The early fur traders lived among the Indians and became the crucial link between tribesmen, colonial governments, and international markets. They employed Indian hunters to supply them with beaver skins and deer pelts, which they carried on pack trains to Charles Town or shipped down river to New Orleans. South Carolina merchants dominated the early Tennessee fur trade, exporting over 160000 skins worth $250000 in 1748 alone. The fur trade was profitable for the traders, but it wiped out much of Tennessee’s native animal life. The competition for the Indian trade sharpened Anglo-French rivalry, and the Indians were drawn into a global power struggle.
In 1754, the contest between the French and British for control of a New World empire burst in the French and Indian War, in which native alliances became the objects of European military strategy. The end of the French and Indian War brought a new presence to the Tennessee wilderness, as restless back-country Virginians and North Carolinians began moving across the mountains into the valleys of East Tennessee. They ignored the British prohibition against settling on Indian lands. By the early 1770s, four different communities had been established in northeastern Tennessee – on the Watauga River, the North Holston, the Nolichucky, and in Carter’s Valley. With the founding of these tiny settlements, frontier diplomacy entered a new phase: the possession of land, not trading privileges, now became the white man’s goal. When an extended survey of the North Carolina-Virginia boundary line showed most whites to be squatting illegally on Indian land, the settlers negotiated leases for their farms from the Cherokee.

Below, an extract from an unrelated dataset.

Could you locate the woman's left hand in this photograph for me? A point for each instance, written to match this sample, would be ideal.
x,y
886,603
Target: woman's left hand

In the days before statehood, Tennessee struggled to gain a political voice and suffered for lack of the protection afforded by organized government. Six countries – Washington, Sullivan and Greene in East Tennessee and Davidson, Sumner, and Tennessee in the Middle District – had been formed as western countries of North Carolina between 1777 and 1788. After the Revolution, however, North Carolina did not want the trouble and expense of maintaining such distant settlements, embroiled as they were with hostile tribesmen and needing roads, forts and open waterways. Nor could the far-flung settlers look to the national government, for under the weak, loosely constituted Articles of Confederation, it was a government in name only.